Le président Félix Tshisekedi a fermement condamné les propos récents du général Sylvain Ekenge, porte-parole des FARDC, dans un geste qui secoue la communication militaire et réaffirme l’autorité de l’État. Entre discipline républicaine et maîtrise du verbe, le message présidentiel sonne comme un rappel de la primauté civile sur la force armée.
La voix de l’armée sous contrôle
Dans l’écho des casques et des canons, la parole militaire n’est pas libre. Les propos du général Ekenge ont franchi la ligne invisible qui sépare l’armée de la politique, exposant la fragilité de la communication institutionnelle. Tshisekedi, en Conseil des ministres, a rappelé que l’armée doit être républicaine, mesurée et neutre. Une mise au point qui transforme la hiérarchie en garde-fou du verbe.
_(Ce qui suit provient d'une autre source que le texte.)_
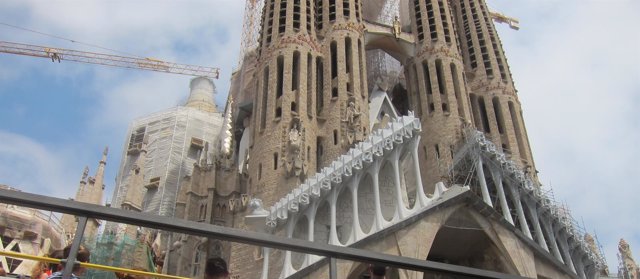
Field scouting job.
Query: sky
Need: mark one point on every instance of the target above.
(576, 65)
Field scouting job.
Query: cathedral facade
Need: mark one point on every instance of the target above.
(317, 142)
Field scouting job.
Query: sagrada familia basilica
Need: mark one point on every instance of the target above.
(321, 141)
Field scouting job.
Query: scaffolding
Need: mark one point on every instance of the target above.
(251, 28)
(120, 251)
(462, 171)
(176, 139)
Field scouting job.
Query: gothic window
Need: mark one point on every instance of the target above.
(319, 152)
(332, 10)
(265, 96)
(440, 76)
(483, 115)
(517, 129)
(319, 85)
(334, 60)
(418, 12)
(445, 22)
(282, 21)
(345, 9)
(308, 16)
(309, 85)
(295, 70)
(275, 161)
(497, 109)
(427, 77)
(319, 14)
(270, 22)
(456, 90)
(432, 21)
(363, 76)
(198, 258)
(296, 15)
(349, 62)
(280, 86)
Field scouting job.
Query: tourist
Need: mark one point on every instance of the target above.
(53, 267)
(216, 268)
(377, 271)
(82, 256)
(39, 271)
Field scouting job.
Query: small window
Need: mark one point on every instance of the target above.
(275, 161)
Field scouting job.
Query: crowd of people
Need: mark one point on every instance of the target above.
(215, 268)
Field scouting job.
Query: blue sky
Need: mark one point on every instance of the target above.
(576, 65)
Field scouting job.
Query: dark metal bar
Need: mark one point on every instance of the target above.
(237, 235)
(75, 245)
(333, 269)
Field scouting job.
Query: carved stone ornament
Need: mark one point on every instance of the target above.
(352, 122)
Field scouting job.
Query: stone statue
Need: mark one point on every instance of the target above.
(294, 137)
(85, 173)
(295, 163)
(630, 266)
(352, 114)
(352, 120)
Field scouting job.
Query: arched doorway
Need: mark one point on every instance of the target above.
(400, 99)
(462, 241)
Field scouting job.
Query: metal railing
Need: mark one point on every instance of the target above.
(85, 211)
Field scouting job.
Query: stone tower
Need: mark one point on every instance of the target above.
(311, 91)
(628, 269)
(90, 190)
(494, 101)
(438, 90)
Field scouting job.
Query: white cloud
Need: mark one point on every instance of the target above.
(32, 167)
(576, 67)
(575, 64)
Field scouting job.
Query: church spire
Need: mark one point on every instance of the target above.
(201, 95)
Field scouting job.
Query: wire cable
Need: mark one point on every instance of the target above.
(67, 39)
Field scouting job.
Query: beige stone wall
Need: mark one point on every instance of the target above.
(489, 77)
(276, 166)
(437, 88)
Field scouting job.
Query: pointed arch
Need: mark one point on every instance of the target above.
(462, 240)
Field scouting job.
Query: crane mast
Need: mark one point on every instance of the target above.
(150, 64)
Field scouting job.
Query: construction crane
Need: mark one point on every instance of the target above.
(150, 64)
(501, 18)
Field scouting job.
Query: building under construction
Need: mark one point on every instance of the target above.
(390, 125)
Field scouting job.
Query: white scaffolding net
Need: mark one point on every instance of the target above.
(175, 141)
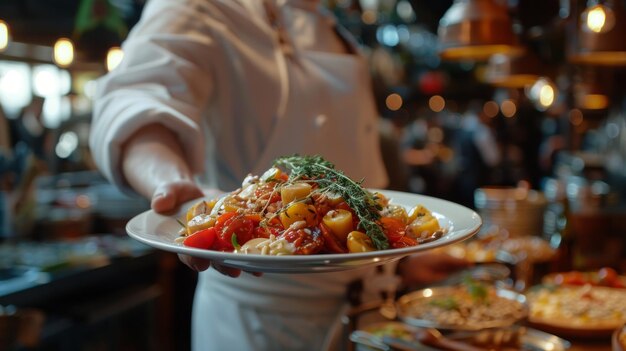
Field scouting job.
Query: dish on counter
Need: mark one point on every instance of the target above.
(387, 335)
(467, 306)
(605, 276)
(459, 222)
(577, 311)
(618, 340)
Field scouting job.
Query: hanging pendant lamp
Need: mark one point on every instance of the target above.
(475, 30)
(514, 71)
(601, 35)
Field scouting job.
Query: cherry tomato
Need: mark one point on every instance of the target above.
(405, 241)
(608, 276)
(359, 242)
(223, 218)
(239, 226)
(202, 239)
(266, 231)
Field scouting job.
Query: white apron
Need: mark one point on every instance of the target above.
(334, 117)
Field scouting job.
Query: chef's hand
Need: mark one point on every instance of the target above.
(167, 199)
(154, 166)
(429, 267)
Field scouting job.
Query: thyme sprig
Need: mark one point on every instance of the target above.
(323, 172)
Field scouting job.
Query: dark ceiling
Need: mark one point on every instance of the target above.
(44, 21)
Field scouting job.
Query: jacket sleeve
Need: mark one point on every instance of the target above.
(165, 77)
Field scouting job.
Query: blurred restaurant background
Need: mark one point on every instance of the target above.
(515, 108)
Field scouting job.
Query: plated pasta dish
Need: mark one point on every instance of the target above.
(303, 205)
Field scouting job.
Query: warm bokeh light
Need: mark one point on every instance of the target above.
(369, 17)
(546, 95)
(115, 55)
(543, 93)
(594, 102)
(491, 109)
(576, 117)
(436, 103)
(598, 19)
(4, 35)
(393, 102)
(508, 108)
(63, 52)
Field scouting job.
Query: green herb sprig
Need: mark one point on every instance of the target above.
(319, 170)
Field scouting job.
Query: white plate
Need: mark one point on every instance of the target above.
(159, 231)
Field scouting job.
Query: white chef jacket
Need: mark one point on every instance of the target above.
(240, 89)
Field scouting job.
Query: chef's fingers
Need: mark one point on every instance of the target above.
(229, 271)
(196, 264)
(169, 196)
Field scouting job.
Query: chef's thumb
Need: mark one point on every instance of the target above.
(164, 200)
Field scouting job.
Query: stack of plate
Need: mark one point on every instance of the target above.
(518, 211)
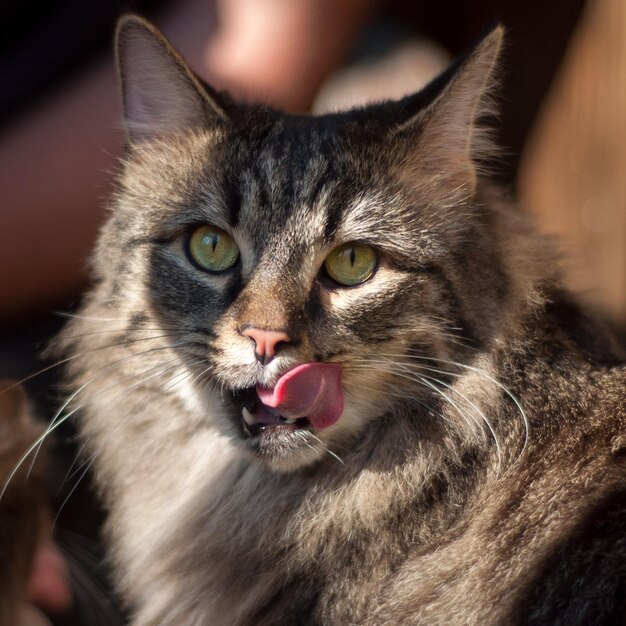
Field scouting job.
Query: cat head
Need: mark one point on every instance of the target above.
(299, 261)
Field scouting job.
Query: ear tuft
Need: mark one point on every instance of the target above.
(161, 95)
(450, 139)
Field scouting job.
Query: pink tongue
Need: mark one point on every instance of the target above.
(310, 390)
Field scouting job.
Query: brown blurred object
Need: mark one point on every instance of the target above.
(573, 173)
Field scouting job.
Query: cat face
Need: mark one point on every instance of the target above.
(299, 259)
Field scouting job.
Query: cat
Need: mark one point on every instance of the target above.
(32, 568)
(327, 373)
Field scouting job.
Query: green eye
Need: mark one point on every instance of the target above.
(212, 249)
(351, 264)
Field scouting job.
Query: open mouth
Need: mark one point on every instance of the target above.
(257, 418)
(309, 396)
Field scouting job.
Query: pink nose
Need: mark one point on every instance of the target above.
(266, 342)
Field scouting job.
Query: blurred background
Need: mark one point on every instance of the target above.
(563, 128)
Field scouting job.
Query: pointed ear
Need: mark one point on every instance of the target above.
(161, 95)
(447, 138)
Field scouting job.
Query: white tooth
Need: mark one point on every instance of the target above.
(248, 418)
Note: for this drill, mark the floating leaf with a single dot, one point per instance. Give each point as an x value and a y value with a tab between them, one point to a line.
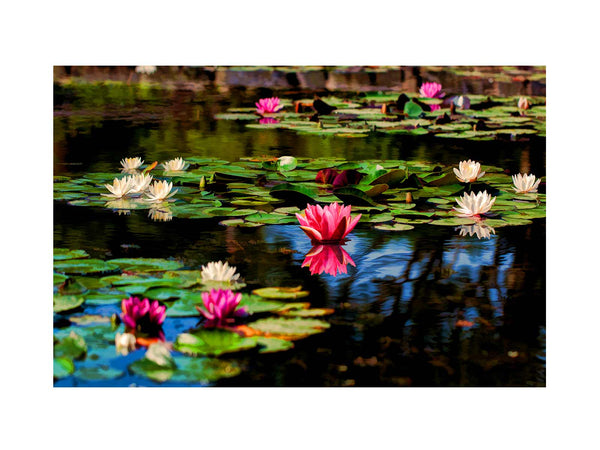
84	266
145	264
295	193
313	312
281	292
353	196
394	227
453	221
64	303
286	328
272	345
212	342
63	253
98	372
71	347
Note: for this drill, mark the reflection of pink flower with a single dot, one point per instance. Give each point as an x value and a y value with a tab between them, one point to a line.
331	259
431	90
329	224
220	307
268	105
142	314
268	121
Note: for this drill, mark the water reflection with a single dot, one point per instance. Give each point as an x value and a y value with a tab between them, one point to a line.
268	121
480	229
160	213
329	258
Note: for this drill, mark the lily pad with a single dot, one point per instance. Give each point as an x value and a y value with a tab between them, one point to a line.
84	266
145	264
281	292
64	303
394	227
212	342
287	328
64	253
63	367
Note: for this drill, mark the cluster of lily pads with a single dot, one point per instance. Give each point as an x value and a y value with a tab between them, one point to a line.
431	112
391	195
153	291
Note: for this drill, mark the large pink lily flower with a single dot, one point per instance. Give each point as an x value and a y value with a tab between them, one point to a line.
142	314
329	224
431	90
221	307
331	259
268	105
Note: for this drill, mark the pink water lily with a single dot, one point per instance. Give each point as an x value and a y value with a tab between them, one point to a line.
142	314
329	224
221	307
431	90
331	259
268	105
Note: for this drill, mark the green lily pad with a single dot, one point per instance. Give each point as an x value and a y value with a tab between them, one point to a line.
301	312
98	372
294	328
453	221
269	218
187	370
281	292
71	347
294	192
59	278
64	303
272	345
212	342
257	304
145	264
353	196
63	253
63	367
394	227
84	266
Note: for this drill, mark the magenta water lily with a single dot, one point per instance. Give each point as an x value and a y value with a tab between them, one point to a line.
142	314
221	307
431	90
329	224
268	105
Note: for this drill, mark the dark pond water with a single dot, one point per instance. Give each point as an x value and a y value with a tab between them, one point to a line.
425	307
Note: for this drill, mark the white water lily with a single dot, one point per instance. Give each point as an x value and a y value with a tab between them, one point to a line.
160	214
525	183
120	187
175	165
140	182
159	191
468	171
474	204
480	230
219	271
124	343
131	163
523	103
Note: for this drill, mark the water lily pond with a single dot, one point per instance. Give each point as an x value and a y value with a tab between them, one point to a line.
293	237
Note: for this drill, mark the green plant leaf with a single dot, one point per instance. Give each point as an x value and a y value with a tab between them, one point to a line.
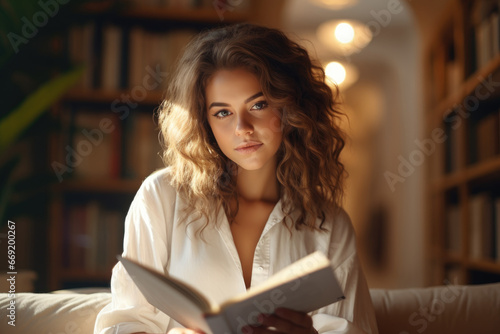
18	120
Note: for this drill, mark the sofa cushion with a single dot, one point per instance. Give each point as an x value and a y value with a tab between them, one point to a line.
48	313
444	309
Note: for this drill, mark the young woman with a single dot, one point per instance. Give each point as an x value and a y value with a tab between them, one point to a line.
253	183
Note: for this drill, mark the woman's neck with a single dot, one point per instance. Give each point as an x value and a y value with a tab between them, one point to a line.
258	185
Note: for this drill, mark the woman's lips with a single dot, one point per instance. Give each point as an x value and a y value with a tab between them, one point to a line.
249	148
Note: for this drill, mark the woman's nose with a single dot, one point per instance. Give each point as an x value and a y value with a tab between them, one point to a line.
244	124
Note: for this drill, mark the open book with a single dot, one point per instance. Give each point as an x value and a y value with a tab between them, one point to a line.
305	285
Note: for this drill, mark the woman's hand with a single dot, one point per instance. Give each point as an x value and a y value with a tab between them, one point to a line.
184	331
284	321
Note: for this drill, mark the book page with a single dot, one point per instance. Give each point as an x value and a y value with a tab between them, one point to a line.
300	268
178	300
308	292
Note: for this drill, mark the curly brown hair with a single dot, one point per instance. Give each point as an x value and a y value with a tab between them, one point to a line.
309	171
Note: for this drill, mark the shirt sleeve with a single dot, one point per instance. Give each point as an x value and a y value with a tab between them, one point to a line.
355	314
145	241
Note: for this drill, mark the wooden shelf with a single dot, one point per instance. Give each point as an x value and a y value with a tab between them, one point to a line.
97	185
467	88
203	15
457	199
486	265
107	97
471	173
209	15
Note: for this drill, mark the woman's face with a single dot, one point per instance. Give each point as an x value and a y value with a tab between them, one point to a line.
247	129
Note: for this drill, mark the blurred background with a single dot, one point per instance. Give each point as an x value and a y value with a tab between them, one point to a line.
419	82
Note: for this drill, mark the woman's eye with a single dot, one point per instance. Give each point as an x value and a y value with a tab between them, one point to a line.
260	105
222	113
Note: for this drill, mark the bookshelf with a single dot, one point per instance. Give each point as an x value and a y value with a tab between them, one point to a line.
463	105
105	141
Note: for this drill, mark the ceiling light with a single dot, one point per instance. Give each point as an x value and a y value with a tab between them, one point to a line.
344	37
343	75
335	4
344	32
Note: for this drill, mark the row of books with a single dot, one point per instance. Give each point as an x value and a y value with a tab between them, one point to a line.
93	236
117	58
483	140
486	31
484	227
485	137
99	145
192	4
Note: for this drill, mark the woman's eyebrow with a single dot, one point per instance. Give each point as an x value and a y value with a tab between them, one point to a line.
220	104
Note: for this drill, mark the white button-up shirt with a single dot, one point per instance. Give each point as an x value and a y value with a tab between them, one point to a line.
155	236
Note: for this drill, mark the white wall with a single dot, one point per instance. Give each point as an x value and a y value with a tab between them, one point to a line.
385	107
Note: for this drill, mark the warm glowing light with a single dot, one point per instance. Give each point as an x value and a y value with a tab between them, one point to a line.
335	72
344	32
335	4
345	37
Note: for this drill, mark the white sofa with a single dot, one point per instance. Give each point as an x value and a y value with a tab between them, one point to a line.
444	309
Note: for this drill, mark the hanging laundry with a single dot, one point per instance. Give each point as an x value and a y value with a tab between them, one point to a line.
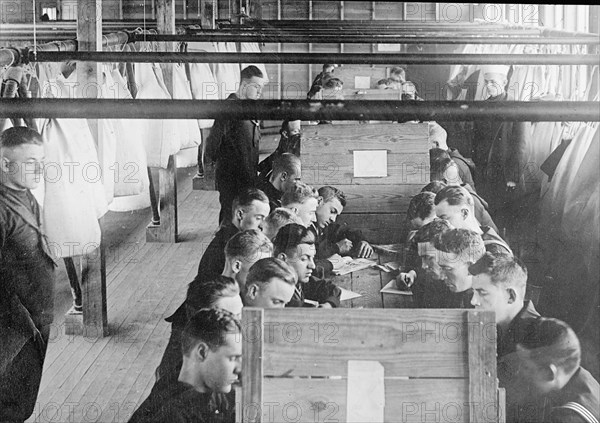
227	74
74	197
161	137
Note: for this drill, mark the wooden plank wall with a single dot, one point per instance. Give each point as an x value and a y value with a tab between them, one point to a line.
375	205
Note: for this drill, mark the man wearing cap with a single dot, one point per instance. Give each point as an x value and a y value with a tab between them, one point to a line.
499	146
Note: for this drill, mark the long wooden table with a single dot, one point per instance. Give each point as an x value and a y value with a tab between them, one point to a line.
369	282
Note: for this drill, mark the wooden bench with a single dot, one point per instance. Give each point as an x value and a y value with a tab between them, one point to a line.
403	365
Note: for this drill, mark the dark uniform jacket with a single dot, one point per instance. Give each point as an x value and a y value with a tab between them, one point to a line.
319	290
233	145
26	275
174	401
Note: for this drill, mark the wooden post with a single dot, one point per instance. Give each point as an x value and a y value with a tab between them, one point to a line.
93	275
166	230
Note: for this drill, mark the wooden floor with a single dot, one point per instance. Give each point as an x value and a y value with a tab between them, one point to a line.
104	379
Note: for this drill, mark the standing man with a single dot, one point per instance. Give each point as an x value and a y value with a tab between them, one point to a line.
234	144
26	275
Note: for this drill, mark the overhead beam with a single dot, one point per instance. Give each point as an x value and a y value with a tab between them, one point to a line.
547	111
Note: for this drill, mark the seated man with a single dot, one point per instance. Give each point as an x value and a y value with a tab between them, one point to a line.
211	350
423	274
499	284
456	250
249	210
295	244
552	386
455	204
331	237
290	142
286	171
270	283
303	200
241	252
277	219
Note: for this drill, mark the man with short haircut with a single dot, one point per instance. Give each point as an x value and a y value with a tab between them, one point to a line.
551	385
331	237
457	249
27	274
278	218
211	347
499	285
455	204
249	210
295	244
270	283
286	171
303	200
234	145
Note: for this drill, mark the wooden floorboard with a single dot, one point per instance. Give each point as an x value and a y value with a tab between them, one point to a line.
105	379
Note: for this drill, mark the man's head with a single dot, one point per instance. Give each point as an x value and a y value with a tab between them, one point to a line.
455	204
277	219
287	170
242	251
21	158
495	79
434	186
427	252
252	83
421	210
437	136
221	292
331	205
303	200
548	356
458	249
249	209
212	351
295	244
270	284
499	283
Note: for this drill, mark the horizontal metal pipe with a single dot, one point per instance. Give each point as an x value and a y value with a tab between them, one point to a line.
301	58
301	109
361	39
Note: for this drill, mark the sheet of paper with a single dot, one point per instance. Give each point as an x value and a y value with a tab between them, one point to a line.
390	288
362	82
348	295
366	392
370	163
353	266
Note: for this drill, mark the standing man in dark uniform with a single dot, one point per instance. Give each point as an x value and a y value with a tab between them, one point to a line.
26	275
499	151
233	145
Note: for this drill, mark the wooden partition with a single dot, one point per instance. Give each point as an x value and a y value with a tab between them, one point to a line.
376	205
305	365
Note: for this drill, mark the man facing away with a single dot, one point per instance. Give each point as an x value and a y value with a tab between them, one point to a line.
234	144
211	349
27	274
Gouvernance et crédibilité en jeu
L’incident révèle une nécessité urgente de centraliser les messages sensibles. Dans un pays où chaque mot peut résonner comme un coup de canon sur l’opinion et la diplomatie, le président impose la discipline de l’État : cohérence, retenue et stratégie de communication. L’enjeu est clair : protéger l’institution, sa légitimité et la confiance internationale.
Politique, message et équilibre
Au-delà de la réprimande, c’est un signal politique fort. L’État rappelle que nul grade ne surpasse la République. Pour la population, c’est un acte de transparence et de contrôle. Pour la classe politique, un avertissement : l’armée n’est pas une tribune. Dans ce rappel lyrique et ferme, la République dicte sa mesure et sculpte l’autorité civile dans le marbre des mots.